Mr. Everett worked at The Post from June, 1938, until he retired in March, 1977. His last job was as a proofreader in the composing room.

Before joining The Post, he had worked for the Government Printing Office. He had also worked for The Terminal Press, a company owned by his father, the late Hugh Everett Sr., who also had been a Post printer at one time.

Mr. Everett served in the Army Air Corps in World War II and was stationed in the Pacific.

A native of Washington, he was a graduate of McKinley High School, and earned a bachelor's degree in government from George Washington University.

Mr.
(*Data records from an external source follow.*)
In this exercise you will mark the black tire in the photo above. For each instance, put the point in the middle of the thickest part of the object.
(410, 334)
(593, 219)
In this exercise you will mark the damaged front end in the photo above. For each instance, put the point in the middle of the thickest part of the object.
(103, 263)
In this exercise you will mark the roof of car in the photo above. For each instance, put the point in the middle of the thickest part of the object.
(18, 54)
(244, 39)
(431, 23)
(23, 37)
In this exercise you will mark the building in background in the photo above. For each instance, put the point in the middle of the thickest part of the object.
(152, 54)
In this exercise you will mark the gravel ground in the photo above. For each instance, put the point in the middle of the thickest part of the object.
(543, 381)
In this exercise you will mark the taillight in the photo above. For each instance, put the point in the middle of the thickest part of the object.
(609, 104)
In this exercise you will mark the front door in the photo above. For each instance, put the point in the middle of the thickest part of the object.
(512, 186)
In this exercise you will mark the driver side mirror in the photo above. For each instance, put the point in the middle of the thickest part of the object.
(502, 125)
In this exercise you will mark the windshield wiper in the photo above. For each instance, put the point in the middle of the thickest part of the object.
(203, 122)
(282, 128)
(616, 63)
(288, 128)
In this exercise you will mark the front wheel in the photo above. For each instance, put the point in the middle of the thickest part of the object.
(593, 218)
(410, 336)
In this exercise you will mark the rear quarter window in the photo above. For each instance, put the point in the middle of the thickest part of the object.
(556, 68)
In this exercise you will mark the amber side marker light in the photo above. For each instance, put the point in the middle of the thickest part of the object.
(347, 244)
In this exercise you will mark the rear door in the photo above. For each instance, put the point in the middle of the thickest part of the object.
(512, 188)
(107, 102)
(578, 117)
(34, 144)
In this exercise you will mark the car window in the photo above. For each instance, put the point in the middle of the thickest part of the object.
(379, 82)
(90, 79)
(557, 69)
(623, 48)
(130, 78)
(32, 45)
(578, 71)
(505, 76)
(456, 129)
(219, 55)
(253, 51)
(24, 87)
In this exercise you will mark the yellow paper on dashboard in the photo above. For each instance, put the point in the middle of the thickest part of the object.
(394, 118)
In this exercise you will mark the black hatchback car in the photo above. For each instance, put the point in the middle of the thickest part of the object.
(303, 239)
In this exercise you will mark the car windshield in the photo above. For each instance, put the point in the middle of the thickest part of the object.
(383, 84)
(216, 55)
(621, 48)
Everett was a member of the McLean Baptist Church in McLean, the Veterans of Foreign Wars, and was active in the Boy Scouts.

He is survived by his wife, Jean, of the home in McLean; four sons, Robert F., of Redwood City, Calif., Edward H., of San Jose, Calif., Charles J., of Blacksburg, Va., and James M., of Roseburg, Ore., a brother, retired Army Col. Hugh Jr., of Berryville, Va., and two sisters, Kathryn Everett and Virginia Wood, both of Sun City Center, Fla.

The family suggests that expressions of sympathy may be in the form of contributions to the American Cancer Society or the Boy Scouts of America.